There is an awkwardness here which no amount of legal language quite removes. Washington was deliberately designed to resist the vertical swagger of other American cities. Its monuments may be grand, but most are not sky-punching structures.
The Lincoln Memorial is 99 feet high, according to the National Park Service. The White House stands 70 feet on its south side and 60 feet on its north side. The Washington Monument, at 555 feet, is of course the towering exception, while the US Capitol reaches 288 feet.
Triumphal Arch Could Redraw Federal Rules
The administration's memo leans heavily on an 1899 statute that exempted federal buildings from height limits. Although the 1910 act repealed conflicting legislation, the Interior Department contends there was no conflict because the newer law never applied to the federal government in the first place.
It also argues that the act's enforcement provisions suggest Congress had private owners in mind. Those provisions describe buildings that breach the limits as public nuisances and allow penalties through local District courts, a route the administration says would make little sense for federal officers acting in an official capacity.

The argument is not simply that the commission should approve a bold project. It asks the commission to accept a different reading of its own authority and the city's planning history.
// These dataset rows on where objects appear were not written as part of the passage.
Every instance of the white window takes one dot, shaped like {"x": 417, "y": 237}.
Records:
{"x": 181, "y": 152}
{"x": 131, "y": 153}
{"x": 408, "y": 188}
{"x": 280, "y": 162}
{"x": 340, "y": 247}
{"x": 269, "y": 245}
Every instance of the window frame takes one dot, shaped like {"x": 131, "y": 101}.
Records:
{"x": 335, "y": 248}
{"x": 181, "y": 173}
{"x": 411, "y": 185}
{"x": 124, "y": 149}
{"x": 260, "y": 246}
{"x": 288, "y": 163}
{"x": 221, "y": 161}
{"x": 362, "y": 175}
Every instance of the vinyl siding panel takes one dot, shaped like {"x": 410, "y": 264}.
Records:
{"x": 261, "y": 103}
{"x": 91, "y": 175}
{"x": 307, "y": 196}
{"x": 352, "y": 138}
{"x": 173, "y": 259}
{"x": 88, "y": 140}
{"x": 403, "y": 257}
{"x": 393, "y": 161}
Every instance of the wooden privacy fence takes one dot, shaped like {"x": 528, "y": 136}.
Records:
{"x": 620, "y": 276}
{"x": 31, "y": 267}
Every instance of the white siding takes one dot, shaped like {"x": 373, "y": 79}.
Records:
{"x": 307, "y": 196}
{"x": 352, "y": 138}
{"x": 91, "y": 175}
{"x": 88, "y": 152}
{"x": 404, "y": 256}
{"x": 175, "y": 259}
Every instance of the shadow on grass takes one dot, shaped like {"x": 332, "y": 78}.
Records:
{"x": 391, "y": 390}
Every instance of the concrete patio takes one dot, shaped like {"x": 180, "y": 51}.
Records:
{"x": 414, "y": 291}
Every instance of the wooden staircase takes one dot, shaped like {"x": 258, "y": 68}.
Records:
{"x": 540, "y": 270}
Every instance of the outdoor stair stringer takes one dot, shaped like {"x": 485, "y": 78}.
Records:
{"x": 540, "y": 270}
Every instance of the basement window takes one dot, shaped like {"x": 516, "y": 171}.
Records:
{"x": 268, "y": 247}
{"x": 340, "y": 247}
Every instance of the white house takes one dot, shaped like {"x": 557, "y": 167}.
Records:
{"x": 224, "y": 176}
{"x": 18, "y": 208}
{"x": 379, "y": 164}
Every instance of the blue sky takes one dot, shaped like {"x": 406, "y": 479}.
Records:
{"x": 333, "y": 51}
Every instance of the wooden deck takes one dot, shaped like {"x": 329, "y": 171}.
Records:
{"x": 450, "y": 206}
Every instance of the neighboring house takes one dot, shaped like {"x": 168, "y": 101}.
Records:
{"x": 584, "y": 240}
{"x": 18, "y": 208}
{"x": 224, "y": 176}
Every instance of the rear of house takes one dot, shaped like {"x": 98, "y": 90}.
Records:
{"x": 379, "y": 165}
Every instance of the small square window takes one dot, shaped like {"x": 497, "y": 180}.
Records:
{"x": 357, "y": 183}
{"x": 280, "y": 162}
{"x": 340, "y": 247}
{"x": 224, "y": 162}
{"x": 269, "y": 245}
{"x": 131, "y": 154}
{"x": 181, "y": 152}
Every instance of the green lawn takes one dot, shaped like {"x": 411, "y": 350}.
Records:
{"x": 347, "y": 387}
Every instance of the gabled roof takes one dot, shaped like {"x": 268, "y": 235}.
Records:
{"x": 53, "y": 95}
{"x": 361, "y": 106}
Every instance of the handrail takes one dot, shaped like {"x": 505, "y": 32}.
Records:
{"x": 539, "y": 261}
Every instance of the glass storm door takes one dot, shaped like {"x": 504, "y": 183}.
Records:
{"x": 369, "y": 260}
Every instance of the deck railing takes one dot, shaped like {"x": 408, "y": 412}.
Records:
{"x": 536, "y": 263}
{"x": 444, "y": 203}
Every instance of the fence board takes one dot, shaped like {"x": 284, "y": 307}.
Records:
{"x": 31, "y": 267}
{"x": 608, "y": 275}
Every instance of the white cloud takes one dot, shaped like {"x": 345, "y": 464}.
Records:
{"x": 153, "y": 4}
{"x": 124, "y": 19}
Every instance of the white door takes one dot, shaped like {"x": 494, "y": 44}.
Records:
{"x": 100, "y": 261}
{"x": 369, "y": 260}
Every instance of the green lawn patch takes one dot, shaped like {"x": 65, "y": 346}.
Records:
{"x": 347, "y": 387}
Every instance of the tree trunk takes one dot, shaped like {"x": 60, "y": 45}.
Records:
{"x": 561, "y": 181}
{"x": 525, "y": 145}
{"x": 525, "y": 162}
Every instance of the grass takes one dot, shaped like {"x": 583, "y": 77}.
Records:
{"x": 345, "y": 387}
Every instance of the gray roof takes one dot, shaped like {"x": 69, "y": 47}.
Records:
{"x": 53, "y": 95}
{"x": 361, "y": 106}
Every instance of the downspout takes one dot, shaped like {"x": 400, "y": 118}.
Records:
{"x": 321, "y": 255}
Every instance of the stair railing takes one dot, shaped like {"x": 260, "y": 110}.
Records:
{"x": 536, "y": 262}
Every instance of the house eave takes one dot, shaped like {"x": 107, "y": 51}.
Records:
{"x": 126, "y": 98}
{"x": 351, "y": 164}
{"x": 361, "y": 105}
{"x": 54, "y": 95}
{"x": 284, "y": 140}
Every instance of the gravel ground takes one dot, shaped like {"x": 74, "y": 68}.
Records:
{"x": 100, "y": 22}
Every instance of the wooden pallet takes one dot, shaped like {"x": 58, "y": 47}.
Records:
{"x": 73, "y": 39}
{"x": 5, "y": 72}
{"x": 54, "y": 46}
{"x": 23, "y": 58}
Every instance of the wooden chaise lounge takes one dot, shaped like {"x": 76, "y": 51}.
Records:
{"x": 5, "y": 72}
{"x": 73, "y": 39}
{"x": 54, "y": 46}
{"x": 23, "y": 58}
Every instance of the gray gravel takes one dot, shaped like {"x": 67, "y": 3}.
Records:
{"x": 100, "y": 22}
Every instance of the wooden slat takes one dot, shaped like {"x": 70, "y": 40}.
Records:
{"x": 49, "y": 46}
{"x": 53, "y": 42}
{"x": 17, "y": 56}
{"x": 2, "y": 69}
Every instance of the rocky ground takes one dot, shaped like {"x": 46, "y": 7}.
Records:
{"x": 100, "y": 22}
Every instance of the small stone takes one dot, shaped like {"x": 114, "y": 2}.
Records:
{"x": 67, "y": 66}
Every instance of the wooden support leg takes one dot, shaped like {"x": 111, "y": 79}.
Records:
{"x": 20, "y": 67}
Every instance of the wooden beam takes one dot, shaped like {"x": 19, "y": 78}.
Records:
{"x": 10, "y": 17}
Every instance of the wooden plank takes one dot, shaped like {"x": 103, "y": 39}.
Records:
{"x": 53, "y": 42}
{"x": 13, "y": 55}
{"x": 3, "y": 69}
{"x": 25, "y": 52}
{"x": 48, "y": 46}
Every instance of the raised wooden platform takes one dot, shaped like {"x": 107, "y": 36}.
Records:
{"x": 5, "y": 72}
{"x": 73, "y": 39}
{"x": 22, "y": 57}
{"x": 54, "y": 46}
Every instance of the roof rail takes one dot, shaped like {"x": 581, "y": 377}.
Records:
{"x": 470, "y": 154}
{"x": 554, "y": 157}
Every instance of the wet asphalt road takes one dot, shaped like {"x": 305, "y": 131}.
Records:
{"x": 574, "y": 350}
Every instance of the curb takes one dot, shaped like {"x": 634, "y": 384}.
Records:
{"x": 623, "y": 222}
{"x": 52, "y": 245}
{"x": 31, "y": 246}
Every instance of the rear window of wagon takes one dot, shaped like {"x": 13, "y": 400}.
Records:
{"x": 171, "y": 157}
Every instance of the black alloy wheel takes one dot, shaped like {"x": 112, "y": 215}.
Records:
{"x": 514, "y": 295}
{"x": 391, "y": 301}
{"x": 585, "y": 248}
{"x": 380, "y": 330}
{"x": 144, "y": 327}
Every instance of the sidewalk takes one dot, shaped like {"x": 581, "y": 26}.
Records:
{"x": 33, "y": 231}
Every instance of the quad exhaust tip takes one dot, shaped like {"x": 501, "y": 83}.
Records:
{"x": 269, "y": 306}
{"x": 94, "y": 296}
That could matter far beyond Memorial Circle, particularly if future federal agencies seek bigger, taller or more visually aggressive schemes in the capital.
The commission's staff has pushed back. Its report says the proposed design should be revised to meet the height law, placing the practical question before commissioners in unusually blunt terms. Approve the arch as presented, or insist that the administration cut it down to size.
The White House has cast the project as a tribute to military service. Spokesman Davis Ingle told The Independent that the Triumphal Arch would become 'one of the most iconic landmarks not only in Washington, D.C., but throughout the world.'

Ingle said it would improve the experience for veterans, relatives of the fallen and other visitors to Arlington National Cemetery, while acting as 'a visual reminder of the noble sacrifices borne by so many American heroes throughout our 250-year history.' That is the administration's case for the arch, and it is plainly pitched at patriotism as much as architecture.
Critics, meanwhile, have focused on its scale and setting. Public comments lodged with the commission describe the 250-foot proposal as nearly twice the general 130-foot limit, with opponents questioning its effect on the Memorial Avenue corridor.
Whether commissioners accept the administration's legal interpretation will determine more than the fate of a gold-topped arch. The paperwork has turned a monument proposal into a fight over who gets to decide what Washington looks like. That is not small stuff.